Despite President Trump’s recent assertion that COVID-19 testing is “overrated,” expanded testing will be crucial for managing the coronavirus pandemic in the coming months. The current inability of states to fully count the number of people infected means they are missing opportunities to isolate infectious patients and trace their contacts to prevent further spread. Many states are reopening their economies with an incomplete picture of the number of COVID-19 cases because they haven’t tested enough. Comprehensive testing can provide an early warning that case numbers may be growing and alert policymakers of the need to deploy critical resources to interrupt spread and prevent a return to pre-shutdown disease levels.
But in our efforts to increase testing, we have become fixated on metrics that don’t address the real deficiencies. Trump has boasted that the United States has conducted more tests than any other country. While true, it’s also irrelevant. On a per capita basis, the number of tests conducted in the United States is lower than Iceland, Estonia, Italy, Norway, and Switzerland, among others. The United States does exceed each of these countries in one area: cases of COVID-19 per capita. America should test more people per capita than most other countries because it has more infections to find.
Estimates vary about the amount of testing the United States should be doing, ranging from the potentially achievable 500,000 tests per day to more than 20 million per day. The administration’s 2 percent target is one such guess, but it’s arbitrary. Why not 5 percent or 20 percent or any other number? The problem is this: The total number of tests conducted is a blunt and potentially misleading measure of whether testing levels are adequate.
The total number of tests doesn’t show whether they’re being performed in the right places or on the right people. For example, urban and rural areas have different testing needs based on population density: total testing numbers may seem high in cities, but they may obscure the fact that testing is inaccessible to certain residents or isn’t reaching those at greatest risk.
The United States needs a thoughtful strategy rooted in data and a combination of metrics that show how well infections in communities are being identified. As communities reopen — and assess whether it is safe to stay open — we should pay careful attention to positivity, the percentage of tests that come back positive, which is tied to the level of illness in a community. Ideally, this percentage should be low. If positivity is high, it indicates that states are testing only the sickest individuals and missing those with milder symptoms who may nevertheless spread the virus.
‘In many states, reported testing statistics probably include people who have been tested more than once.’
The World Health Organization has recommended that countries maintain for two weeks a positivity of less than 5 percent before they begin to relax social distancing restrictions. But in many US states, including several of those in the process of reopening, positivity is worryingly higher. If a state’s positivity begins to rise, it may portend an eventual growth in worrisome metrics like hospitalizations and deaths. States should respond by further increasing testing.

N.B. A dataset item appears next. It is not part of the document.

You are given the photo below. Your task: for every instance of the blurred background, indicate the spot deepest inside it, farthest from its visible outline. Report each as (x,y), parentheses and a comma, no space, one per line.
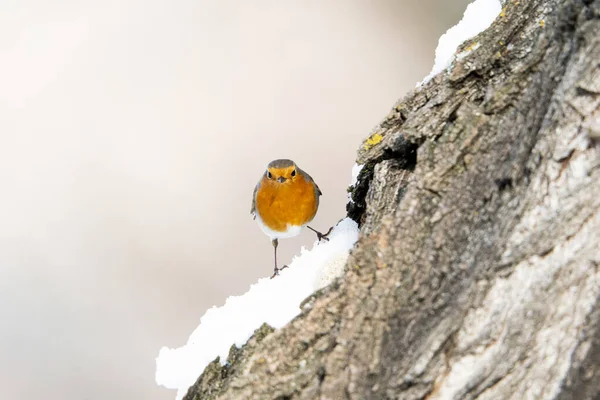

We also need better data, shared quickly. Though states are now reporting the numbers of tests performed — an improvement over earlier months — this number may not equate to numbers of people tested. In many states, reported testing statistics probably include people who have been tested more than once. There are also reports that states are including serology tests in their testing totals; such tests are not used to diagnose infection and may artificially inflate a state’s COVID-19 testing number. This potential for double-counting and inclusion of irrelevant test results distorts the data and calls into question this benchmark by which to gauge progress toward improved testing capabilities.
Finally, testing data is currently available mostly at the state level, obscuring whether testing is widely distributed within states or whether there are geographic holes in access to tests. We also can’t fully account for testing that occurs in private sector labs or identify which testing platforms are being used and what capacity truly exists. To expand testing capacity, we need to better understand which testing strategies work and which are subject to bottlenecks.
The recent stimulus package that passed in April includes $25 billion to expand COVID-19 testing and calls for the development of a strategic testing plan. These efforts must define the level of testing that is required to accurately characterize the occurrence of COVID-19 in the United States, inventory current limitations in testing, and establish a plan of action to overcome them. Instead of leaving states to fend for themselves, the federal government must lead in eliminating bottlenecks in the testing pipeline, such as shortages in testing supplies and reagents. It must also define how the expansion of testing will be monitored and outline the data requirements to ensure that progress is being made.
Without good testing data, we’ve been driving this pandemic response road blind, not knowing where we’re going or how fast. As more and more states reopen, it’s crucial that they have the capacity to identify and isolate COVID-19 cases rapidly in order to prevent case numbers from once again accelerating to pre-shutdown levels. But simply increasing the number of tests conducted does not ensure that we are on the path to better identifying coronavirus cases in the United States. To do that, we need smarter metrics, better data, and federal leadership.
Jennifer B. Nuzzo is the lead epidemiologist for the Johns Hopkins COVID Testing Insights Initiative and an associate professor at the Johns Hopkins Bloomberg School of Public Health. Lauren M. Sauer is the director of operations with the Johns Hopkins Office of Critical Event Preparedness and Response and an assistant professor in the Department of Emergency Medicine of the Johns Hopkins School of Medicine.